Many entrepreneurs prefer to form limited liability companies than other forms of businesses. LLCs can be created by an individual alone, by several people , or by other entities. The reason for the popularity of LLCs is the provision of limited liability. Customers cannot sue the owner for business issues, and creditors cannot seize the business owners’ personal properties to recover business debts.
Since forming an LLC is a lengthy and complicated process, you can work with LLC formation services if you wish to register one.
Here are some benefits of forming a limited liability company:
Corporations have a management structure that is fixed. It comprises a board of directors that oversees the company officers responsible for the business and its day-to-day operations. The shareholders or owners have to meet once a year to elect the directors who manage the company. LLCs are not obligated to use the formal structure. Owners can freely decide on how to manage their business.
Flexible Profit Distribution
LLCs are flexible in the way profits are distributed among the owners. They are not required to have equal distribution or according to the percentage of ownership.
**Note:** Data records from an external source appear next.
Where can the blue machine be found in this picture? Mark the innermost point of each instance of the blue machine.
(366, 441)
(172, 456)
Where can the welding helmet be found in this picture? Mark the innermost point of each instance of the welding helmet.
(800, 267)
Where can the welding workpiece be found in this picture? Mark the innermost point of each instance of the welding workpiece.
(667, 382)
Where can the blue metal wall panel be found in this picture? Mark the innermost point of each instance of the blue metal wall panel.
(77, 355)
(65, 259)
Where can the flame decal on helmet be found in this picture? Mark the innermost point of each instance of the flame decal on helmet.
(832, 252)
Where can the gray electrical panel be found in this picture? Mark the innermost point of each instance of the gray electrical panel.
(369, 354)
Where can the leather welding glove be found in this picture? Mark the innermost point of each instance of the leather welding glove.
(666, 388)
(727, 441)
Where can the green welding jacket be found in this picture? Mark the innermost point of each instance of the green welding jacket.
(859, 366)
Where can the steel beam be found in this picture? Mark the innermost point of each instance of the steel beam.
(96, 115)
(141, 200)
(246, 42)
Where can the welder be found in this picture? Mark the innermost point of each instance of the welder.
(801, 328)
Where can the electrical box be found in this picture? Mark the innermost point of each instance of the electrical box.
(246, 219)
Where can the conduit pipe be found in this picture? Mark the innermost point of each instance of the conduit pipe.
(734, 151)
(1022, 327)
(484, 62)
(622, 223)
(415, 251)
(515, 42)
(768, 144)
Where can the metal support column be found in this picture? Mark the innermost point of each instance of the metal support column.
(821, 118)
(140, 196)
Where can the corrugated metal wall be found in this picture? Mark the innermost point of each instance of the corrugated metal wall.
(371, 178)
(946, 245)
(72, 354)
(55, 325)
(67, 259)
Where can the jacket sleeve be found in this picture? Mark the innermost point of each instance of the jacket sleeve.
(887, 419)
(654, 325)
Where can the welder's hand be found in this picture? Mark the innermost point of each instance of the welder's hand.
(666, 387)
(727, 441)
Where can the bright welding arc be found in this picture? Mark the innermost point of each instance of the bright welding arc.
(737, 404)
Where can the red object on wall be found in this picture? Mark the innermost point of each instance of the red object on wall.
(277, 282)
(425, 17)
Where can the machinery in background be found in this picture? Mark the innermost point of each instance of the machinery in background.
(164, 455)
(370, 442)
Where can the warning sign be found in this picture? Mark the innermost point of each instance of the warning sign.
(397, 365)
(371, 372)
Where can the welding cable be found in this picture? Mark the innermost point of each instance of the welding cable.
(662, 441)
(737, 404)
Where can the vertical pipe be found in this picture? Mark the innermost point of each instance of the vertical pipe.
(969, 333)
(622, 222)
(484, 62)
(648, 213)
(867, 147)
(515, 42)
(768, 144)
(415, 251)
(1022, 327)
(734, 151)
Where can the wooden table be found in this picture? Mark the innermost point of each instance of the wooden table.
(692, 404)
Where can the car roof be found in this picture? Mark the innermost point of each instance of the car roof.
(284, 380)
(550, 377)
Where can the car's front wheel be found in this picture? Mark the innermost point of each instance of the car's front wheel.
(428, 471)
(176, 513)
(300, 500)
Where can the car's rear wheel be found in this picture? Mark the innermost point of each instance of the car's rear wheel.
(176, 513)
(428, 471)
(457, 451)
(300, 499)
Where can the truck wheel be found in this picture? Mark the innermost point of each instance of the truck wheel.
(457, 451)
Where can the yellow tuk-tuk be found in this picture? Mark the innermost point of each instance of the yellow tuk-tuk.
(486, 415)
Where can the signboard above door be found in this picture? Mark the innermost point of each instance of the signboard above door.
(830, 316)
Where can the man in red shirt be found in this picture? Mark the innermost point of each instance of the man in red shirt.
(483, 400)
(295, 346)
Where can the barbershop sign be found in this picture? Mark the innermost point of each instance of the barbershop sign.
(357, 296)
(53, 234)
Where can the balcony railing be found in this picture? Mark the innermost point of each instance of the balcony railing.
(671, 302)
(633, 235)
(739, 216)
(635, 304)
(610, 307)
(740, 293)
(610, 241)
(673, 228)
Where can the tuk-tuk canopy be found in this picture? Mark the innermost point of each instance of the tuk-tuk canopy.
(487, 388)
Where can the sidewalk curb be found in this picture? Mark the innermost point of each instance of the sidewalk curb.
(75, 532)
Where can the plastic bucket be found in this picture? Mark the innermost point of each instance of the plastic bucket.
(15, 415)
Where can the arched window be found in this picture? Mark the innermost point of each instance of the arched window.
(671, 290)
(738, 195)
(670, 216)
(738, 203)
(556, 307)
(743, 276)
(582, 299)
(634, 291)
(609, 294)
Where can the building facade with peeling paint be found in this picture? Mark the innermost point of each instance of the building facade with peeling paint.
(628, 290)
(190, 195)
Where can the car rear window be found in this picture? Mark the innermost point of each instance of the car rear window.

An example is where people might have equal interests in LCC but agree that one will get a more significant share of profits since he contributed more labor or money in the business’s startup phase. On the other hand, corporations must distribute their earnings to the owners according to share numbers and types.
Tax Advantages of an LCC
Since they don’t have a separate tax classification, LLCs can adopt the tax status of partnerships, sole proprietorship, or corporations. They are often automatically classified as sole proprietorships or partnerships if they have one or two owners, respectively.
Therefore, these companies can benefit from pass-through taxation, meaning that they don’t have to pay corporate taxes or LLC taxes. Instead, the income and expense of LLC pass through the personal tax returns of the owner.
Corporations have limited liability, but numerous requirements have to be met that might not work well for a small business that is informally run. For example, corporations have to hold annual meetings of the shareholders, make yearly reports, etc. The record-keeping of corporations is also substantial. On the other hand, LLCs do not have annual meetings.